1947/48, als die Teilnehmer des selten gefeierten "Diamantenen Einschulungsfestes" geboren wurden, war ihre Heimat von Krieg und Hochwasser gezeichnet. Sie kamen aus den kleinen Dörfern des Umkreises nach Ortwig, um gemeinsam bei Fräulein Hahn (heute Waltraud Binte) das Abc und das Einmaleins zu erlernen. Über moddrige Feldwege, in Gummistiefeln zumeist stapften sie aus Groß Neuendorf, Gieshof und Zelliner Loose nach Ortwig. Und mussten ab der 7. Klasse bis nach Neubarnim, wo sie mit den dortigen Kindern bis zur 8. oder 10. Klasse lernten. So waren denn auch zum Treffen Klassenkameraden aus Neubarnim und Kienitz dabei, die vor 50 Jahren gemeinsam mit den Ortwigern ihren Schulabschluss machten.

Es dauerte für die meisten auch etwas, bis man sich gegenseitig wiedererkannte. Vor 25 Jahren, 1989 hatte es schon einmal ein Klassentreffen in Neubarnim gegeben, dann nicht mehr. Manche hatten aber auch über die Jahre Kontakt gehalten. Wie Doris Krämer, die heute Doris Maetschke heißt und in Bayern wohnt. Sie freute sich, ihre Schulfreundin Annedore Grafe wiederzusehen, die in Neubarnim aufgewachsen ist, wo ihre Eltern einen Bauernhof hatten.

Annedore Grafe hatte 1974 den von den DDR-Machthabern bereits mundtot gemachten Wissenschaftler und Widerstandskämpfer Robert Havemann geheiratet und heißt seither Katja Havemann. Die studierte Heimerzieherin hatte Havemann 1970 in der Wohnung des regimekritischen Liedermachers Wolf Biermann kennengelernt.
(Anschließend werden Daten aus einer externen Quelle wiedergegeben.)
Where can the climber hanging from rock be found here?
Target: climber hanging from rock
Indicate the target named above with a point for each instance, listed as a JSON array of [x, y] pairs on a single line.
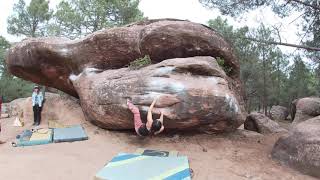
[[151, 126]]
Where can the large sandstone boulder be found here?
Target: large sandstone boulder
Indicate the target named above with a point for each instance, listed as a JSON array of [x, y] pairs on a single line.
[[56, 107], [305, 108], [50, 61], [279, 113], [260, 123], [192, 93], [300, 149], [193, 90]]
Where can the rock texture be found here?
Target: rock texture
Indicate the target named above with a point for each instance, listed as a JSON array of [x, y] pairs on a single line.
[[305, 108], [279, 113], [260, 123], [50, 61], [194, 91], [56, 107], [300, 149]]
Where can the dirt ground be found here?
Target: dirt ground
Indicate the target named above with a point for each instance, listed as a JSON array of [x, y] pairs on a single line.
[[210, 156]]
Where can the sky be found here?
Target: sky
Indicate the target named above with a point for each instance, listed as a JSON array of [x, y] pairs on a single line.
[[182, 9]]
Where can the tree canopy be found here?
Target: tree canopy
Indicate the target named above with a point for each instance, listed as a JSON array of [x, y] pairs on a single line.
[[76, 18], [31, 20]]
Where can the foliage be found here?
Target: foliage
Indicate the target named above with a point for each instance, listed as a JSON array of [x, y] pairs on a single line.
[[227, 69], [141, 62], [4, 45], [12, 88], [76, 18], [264, 69], [30, 21]]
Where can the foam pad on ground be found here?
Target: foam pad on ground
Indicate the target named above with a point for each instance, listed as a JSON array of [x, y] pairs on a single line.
[[160, 153], [69, 134], [42, 136], [139, 167]]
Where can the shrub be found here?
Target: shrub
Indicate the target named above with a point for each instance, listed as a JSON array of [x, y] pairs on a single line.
[[225, 67], [141, 62]]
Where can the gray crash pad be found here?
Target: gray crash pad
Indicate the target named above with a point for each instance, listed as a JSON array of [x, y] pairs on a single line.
[[69, 134]]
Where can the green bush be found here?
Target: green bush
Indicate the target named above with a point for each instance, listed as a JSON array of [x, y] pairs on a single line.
[[141, 62], [13, 88], [225, 67]]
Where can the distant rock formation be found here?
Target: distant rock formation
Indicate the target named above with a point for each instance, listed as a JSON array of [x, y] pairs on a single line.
[[300, 149], [260, 123], [279, 113]]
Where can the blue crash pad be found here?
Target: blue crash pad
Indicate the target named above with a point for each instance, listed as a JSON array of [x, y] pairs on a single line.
[[139, 167], [69, 134]]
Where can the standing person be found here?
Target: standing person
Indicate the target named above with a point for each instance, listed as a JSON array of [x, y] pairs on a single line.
[[37, 100], [1, 99]]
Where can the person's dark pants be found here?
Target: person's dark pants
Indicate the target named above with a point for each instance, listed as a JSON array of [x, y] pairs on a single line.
[[37, 114]]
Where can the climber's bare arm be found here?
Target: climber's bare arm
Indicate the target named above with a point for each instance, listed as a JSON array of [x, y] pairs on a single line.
[[161, 118], [149, 117], [162, 127]]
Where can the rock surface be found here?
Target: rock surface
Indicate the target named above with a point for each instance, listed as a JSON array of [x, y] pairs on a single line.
[[305, 108], [50, 61], [300, 149], [279, 113], [260, 123], [192, 93]]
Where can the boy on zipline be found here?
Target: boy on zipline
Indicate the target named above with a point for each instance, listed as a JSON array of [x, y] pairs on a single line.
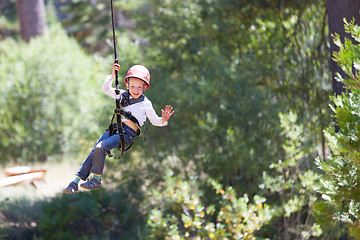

Vor 25 Jahren hatte sie gemeinsam mit Bärbel Bohley und Rolf Henrich auf dem Havemannschen Grundstück in Grünheide die Bürgerbewegung Neues Forum gegründet, die in den folgenden Monaten die Impulse zur friedlichen Revolution gab, die zum Ende der SED-Herrschaft und schließlich zum Beitritt der DDR zur Bundesrepublik Deutschland führte.

"Weiß du noch?" - so begannen die meisten Erinnerungsgespräche. "Weiß du noch, wie wir gemeinsam Rübensirup gekocht haben?", fragte denn auch Doris Maetschke, die Chemie an der Humboldt-Uni studiert hat, ihre Annedore.

Evelin Miethke, ihr Mann Bernd gehört zum Ortwiger Einschulungsjahrgang 1954, hatte die Fäden der Organisation in die Hand genommen. Und war froh über die gute Resonanz, die das Treffen bei den 67-Jährigen gefunden hatte. Die meisten aus dem Jahrgang haben einen Handwerks- oder Landwirtschaftsberuf erlernt. Ein Mitschüler, Michael Schneider, war mit seinen Eltern noch vor dem Mauerbau in den Westen geflohen. Damals hieß er Detlef Schmidt. Gezeichnet von schwerer Krankheit, war der heute in Berlin lebende Jubilar ebenfalls nach Ortwig gekommen.

"Die meisten waren so begeistert, dass sie gleich im nächsten Jahr wiederkommen wollen. Aber wir haben uns erst einmal verständigt, uns zu treffen, wenn sie 70 werden", erzählte Evelin Miethke.